Pop tart and potential soon-to-be mononym Miley Cyrus, blessed the sea of adoring cyberpeasants yesterday when she announced the name of her upcoming album via Twitter. “If you don’t know why my record will be called BANGERZ,” she quipped, “you’ll know as soon as you hear it. Nothin but #BANGERZ.” We (seriously) can’t wait to hear more from the presumably upbeat release, which, in the grand scheme of Montanas, is so far shaping up to be as French as it is Hannah.

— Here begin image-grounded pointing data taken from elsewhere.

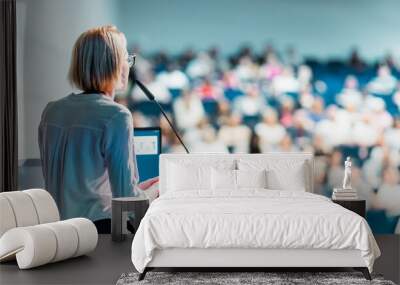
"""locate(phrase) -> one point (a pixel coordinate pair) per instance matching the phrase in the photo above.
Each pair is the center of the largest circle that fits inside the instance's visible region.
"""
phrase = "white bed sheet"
(251, 218)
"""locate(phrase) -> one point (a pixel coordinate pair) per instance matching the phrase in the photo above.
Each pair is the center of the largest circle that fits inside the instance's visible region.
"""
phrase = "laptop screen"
(147, 148)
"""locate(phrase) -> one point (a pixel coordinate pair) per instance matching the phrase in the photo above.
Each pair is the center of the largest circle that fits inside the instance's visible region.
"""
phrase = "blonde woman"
(86, 139)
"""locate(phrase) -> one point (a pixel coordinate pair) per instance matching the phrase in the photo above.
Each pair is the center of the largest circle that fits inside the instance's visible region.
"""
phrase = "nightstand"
(121, 207)
(357, 206)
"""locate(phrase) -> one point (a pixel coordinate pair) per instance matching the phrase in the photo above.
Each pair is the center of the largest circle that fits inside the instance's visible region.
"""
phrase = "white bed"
(202, 220)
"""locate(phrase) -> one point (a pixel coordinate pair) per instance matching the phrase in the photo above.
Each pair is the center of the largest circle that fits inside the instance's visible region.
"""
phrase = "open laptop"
(147, 148)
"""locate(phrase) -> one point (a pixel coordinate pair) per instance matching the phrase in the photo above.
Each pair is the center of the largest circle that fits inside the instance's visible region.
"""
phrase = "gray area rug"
(228, 278)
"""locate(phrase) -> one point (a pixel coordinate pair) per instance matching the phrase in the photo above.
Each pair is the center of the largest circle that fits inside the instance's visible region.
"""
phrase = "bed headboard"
(273, 158)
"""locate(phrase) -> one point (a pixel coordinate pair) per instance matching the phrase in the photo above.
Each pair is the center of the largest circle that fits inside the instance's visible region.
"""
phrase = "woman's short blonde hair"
(97, 58)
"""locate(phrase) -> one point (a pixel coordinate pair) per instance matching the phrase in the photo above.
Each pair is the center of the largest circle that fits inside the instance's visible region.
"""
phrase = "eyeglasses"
(131, 59)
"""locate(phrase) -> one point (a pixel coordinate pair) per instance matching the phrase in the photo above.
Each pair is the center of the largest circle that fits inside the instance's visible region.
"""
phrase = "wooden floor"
(110, 260)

In honor of BANGERZ, as well as Miley’s calculated rebranding efforts, we put together this helpful list of alternate suggestions in case she decides to take the music press’ mockery of her original idea to heart:
Let’s Get It Poppin’
Since “Pop A Miley, I’m Sweatin’ WHOO” would have undoubtedly caused some copyright issues on its way to the charts, this compromise still throws an urban slang twist on the bubblicious songstress’ future tracklist.

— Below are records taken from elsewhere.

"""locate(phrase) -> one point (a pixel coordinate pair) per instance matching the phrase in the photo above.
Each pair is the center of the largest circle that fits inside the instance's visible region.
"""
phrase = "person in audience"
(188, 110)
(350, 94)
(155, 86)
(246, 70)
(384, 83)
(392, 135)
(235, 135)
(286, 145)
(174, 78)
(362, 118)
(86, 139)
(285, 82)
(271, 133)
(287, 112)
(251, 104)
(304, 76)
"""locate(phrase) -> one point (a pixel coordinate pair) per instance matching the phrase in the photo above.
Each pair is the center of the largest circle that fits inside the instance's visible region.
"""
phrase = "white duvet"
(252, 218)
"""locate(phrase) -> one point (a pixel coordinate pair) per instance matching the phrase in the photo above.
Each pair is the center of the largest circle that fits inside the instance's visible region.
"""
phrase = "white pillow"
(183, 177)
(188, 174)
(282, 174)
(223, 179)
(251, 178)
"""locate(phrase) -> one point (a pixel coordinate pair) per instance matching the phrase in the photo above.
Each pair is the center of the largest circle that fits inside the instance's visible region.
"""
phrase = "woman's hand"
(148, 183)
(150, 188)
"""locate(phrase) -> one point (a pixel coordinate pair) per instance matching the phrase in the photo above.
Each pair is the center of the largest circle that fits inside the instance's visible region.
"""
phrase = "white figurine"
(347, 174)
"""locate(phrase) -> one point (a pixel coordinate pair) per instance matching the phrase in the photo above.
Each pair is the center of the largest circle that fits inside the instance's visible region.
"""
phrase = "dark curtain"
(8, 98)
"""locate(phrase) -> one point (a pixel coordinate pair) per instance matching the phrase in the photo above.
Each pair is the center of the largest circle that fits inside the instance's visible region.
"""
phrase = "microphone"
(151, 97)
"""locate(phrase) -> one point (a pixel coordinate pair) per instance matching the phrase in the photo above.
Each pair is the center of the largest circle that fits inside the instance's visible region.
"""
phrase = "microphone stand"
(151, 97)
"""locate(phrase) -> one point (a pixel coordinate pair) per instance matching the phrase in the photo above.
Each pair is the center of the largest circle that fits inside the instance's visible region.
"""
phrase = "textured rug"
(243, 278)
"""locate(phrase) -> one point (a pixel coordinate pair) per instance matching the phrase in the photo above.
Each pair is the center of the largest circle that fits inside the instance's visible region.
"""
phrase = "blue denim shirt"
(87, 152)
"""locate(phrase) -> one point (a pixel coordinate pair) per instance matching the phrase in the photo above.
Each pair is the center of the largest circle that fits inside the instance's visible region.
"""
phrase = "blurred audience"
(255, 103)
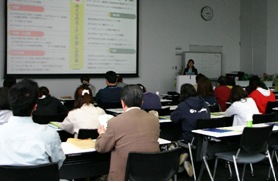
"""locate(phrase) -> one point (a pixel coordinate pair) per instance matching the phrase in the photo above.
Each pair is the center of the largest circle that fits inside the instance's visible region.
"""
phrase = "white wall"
(165, 24)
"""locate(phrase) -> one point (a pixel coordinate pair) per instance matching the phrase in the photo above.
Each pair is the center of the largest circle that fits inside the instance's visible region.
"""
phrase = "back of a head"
(187, 90)
(142, 87)
(237, 93)
(4, 102)
(132, 95)
(43, 91)
(9, 81)
(222, 80)
(205, 88)
(83, 95)
(84, 79)
(254, 82)
(111, 77)
(23, 97)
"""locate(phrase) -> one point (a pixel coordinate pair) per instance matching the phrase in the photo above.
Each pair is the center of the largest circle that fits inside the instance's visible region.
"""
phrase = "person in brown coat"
(133, 130)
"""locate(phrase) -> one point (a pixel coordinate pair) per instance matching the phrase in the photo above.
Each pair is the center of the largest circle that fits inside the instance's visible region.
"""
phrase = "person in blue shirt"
(111, 93)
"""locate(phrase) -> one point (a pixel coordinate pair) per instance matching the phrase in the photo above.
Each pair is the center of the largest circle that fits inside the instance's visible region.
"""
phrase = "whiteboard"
(207, 63)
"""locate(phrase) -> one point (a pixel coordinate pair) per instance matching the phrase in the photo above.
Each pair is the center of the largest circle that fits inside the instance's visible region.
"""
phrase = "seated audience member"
(260, 95)
(111, 93)
(134, 130)
(191, 108)
(222, 92)
(85, 79)
(48, 105)
(5, 110)
(84, 115)
(197, 80)
(241, 106)
(9, 81)
(23, 142)
(205, 90)
(150, 100)
(120, 82)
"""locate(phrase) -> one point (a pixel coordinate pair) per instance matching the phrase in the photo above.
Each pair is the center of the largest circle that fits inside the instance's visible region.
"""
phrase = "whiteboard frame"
(185, 61)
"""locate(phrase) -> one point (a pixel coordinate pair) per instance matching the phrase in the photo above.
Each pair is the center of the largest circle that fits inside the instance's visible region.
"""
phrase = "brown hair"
(237, 93)
(82, 97)
(205, 88)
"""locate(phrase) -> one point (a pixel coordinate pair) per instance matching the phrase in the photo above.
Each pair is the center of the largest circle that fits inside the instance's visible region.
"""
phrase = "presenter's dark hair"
(23, 97)
(111, 76)
(132, 95)
(222, 80)
(43, 91)
(237, 93)
(83, 97)
(205, 88)
(4, 102)
(255, 82)
(187, 90)
(9, 81)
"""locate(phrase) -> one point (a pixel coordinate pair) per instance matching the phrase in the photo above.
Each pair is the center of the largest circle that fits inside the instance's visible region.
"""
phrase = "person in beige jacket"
(84, 115)
(133, 130)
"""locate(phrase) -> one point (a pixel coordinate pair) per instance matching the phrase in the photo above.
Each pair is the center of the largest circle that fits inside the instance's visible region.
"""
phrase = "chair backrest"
(43, 172)
(88, 133)
(263, 118)
(45, 119)
(270, 105)
(110, 105)
(161, 112)
(214, 122)
(152, 166)
(255, 139)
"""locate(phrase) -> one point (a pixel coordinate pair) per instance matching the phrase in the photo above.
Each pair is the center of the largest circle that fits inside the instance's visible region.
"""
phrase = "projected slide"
(71, 36)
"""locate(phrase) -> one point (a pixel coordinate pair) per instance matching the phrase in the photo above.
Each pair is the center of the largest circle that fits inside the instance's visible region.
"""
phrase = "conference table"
(215, 134)
(84, 163)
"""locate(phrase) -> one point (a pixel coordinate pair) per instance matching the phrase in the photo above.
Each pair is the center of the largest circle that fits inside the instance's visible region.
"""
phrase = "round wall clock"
(207, 13)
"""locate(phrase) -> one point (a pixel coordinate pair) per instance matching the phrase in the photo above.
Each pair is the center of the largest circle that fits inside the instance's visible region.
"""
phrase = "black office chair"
(43, 172)
(161, 112)
(254, 141)
(153, 166)
(263, 118)
(203, 124)
(45, 119)
(88, 133)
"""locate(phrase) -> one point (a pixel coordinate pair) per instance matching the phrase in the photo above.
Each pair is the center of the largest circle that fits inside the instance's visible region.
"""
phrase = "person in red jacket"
(260, 95)
(222, 92)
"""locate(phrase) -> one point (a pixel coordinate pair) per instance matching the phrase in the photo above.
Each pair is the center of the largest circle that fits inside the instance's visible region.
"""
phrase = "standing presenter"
(190, 69)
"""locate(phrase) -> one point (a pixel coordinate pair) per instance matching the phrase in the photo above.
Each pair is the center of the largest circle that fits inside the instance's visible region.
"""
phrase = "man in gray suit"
(133, 130)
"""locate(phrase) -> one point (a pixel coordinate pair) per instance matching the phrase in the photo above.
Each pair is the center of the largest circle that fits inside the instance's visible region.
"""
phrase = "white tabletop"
(70, 149)
(229, 131)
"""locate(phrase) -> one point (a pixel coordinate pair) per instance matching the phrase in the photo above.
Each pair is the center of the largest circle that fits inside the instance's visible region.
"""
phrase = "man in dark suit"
(133, 130)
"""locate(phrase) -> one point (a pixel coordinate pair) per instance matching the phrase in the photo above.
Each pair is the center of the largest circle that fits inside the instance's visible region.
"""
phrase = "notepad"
(217, 130)
(82, 143)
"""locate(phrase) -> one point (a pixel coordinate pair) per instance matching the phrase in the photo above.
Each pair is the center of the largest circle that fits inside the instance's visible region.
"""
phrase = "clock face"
(207, 13)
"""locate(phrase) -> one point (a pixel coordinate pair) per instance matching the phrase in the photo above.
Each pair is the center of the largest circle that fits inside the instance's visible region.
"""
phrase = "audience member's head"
(43, 91)
(142, 87)
(83, 96)
(23, 97)
(187, 90)
(111, 77)
(254, 83)
(237, 93)
(205, 88)
(84, 79)
(230, 81)
(132, 95)
(198, 77)
(9, 81)
(222, 81)
(4, 102)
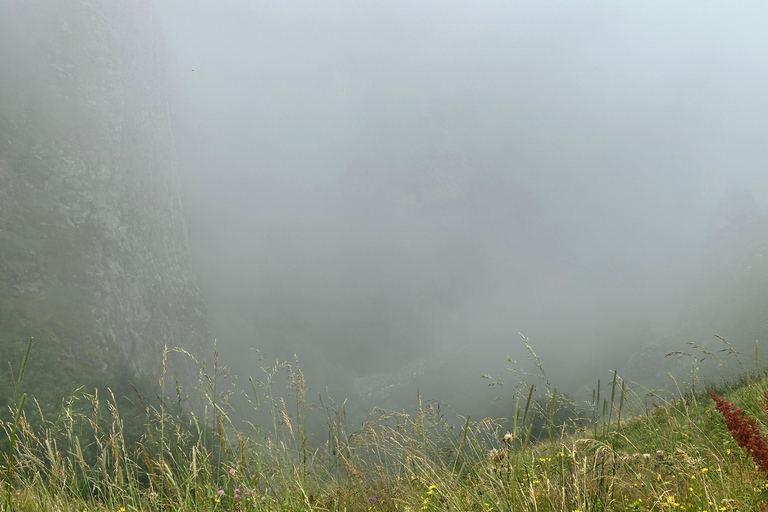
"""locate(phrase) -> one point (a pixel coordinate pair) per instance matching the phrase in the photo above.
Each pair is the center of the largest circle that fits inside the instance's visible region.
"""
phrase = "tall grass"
(677, 456)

This option might be a little too blunt, but by spinning it as commentary on our country’s need for marijuana legalization and the disproportionate incarceration of minorities perpetually caused by the war on drugs, Ms. Cyrus could add some legitimacy to her quest for street cred.
Young, Sexy and Lovin’ It
Using Jay Z’s relationship with Samsung as inspiration, Miley could parlay the french-fry skull from her ‘We Can’t Stop’ video into a lucrative McDonald’s promotion deal. By providing a free download code with the purchase of any dollar menu item, big numbers (in both sales and cholesterol) would be ensured throughout the first days of release.
All Black Everything
Nuance has no place in the mainstream music world, so if Miley wants her new material to “sound black”, the best first step is to keep on telling people that it does. Collaborations with artists like Blackstreet, Blaque, Black Rob, and Onyx could help to cement the concept in people’s minds.

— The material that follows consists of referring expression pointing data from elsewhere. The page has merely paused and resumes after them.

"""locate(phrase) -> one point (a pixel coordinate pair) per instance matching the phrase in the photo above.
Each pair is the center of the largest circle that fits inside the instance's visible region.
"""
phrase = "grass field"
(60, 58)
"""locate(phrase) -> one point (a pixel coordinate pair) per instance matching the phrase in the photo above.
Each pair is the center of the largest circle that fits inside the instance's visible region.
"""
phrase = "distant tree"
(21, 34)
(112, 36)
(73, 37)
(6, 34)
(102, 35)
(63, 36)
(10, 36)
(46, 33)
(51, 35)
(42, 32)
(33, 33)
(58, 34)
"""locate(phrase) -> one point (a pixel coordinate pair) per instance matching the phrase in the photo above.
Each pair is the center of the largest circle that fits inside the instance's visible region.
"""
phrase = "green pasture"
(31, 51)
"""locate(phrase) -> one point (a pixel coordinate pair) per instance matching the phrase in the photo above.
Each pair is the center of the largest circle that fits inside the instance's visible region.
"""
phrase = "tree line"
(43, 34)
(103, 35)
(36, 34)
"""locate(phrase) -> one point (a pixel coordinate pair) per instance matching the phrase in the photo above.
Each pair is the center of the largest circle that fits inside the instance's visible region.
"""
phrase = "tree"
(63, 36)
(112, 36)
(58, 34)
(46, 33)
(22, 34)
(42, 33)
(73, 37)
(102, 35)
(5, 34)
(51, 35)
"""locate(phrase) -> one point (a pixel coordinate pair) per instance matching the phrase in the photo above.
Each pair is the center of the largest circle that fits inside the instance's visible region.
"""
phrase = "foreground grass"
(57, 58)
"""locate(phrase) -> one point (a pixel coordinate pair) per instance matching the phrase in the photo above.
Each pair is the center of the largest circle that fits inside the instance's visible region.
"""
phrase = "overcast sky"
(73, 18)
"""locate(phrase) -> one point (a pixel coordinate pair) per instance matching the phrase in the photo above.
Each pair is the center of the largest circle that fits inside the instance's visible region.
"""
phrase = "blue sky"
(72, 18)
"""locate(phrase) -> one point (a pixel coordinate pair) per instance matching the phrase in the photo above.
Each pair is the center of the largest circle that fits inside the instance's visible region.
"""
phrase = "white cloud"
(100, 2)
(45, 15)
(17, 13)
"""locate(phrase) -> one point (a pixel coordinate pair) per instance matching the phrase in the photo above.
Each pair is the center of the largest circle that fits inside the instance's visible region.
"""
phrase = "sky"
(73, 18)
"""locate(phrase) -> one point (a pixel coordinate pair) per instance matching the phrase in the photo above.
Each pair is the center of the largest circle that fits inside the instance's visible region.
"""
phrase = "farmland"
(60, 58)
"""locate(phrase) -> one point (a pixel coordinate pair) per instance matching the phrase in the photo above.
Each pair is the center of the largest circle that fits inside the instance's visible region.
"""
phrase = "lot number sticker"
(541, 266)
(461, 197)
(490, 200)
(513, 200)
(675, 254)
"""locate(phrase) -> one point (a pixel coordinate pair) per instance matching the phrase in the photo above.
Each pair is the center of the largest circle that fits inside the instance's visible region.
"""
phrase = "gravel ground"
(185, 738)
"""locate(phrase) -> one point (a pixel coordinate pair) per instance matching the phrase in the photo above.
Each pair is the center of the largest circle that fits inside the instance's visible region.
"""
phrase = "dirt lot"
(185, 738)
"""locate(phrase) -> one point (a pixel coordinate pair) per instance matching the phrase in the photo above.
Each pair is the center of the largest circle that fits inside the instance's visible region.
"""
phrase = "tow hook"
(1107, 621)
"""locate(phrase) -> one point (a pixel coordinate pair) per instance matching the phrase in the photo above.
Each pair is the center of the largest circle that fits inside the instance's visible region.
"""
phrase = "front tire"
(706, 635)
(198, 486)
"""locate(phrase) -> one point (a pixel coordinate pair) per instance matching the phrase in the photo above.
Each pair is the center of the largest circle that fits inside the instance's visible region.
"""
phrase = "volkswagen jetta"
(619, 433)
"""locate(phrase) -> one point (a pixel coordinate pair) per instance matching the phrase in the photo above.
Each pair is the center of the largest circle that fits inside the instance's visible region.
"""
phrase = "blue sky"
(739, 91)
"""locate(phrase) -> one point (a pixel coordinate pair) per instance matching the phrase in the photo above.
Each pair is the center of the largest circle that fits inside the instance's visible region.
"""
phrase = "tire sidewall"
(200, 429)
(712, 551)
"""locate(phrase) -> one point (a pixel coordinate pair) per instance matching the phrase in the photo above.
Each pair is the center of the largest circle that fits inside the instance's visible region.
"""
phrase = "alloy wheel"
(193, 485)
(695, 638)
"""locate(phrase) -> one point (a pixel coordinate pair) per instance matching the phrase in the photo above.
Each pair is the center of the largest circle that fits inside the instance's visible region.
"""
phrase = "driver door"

We Can’t Stop (Using Superficial Cues To Signify Artist Growth)
It’s a shame that the majority of today’s pop artists, instead of gradually layering a complex variety of influences to shape their sound and aesthetic over the years, just snap their fingers and hire new creative teams when it feels like time to switch up the vibe. Miley’s enthusiastic pop tunes and free spirit have always been refreshing, so it would be nice to hear the growing-up happen via the music itself instead of a drawn out, concerted attempt to rebrand.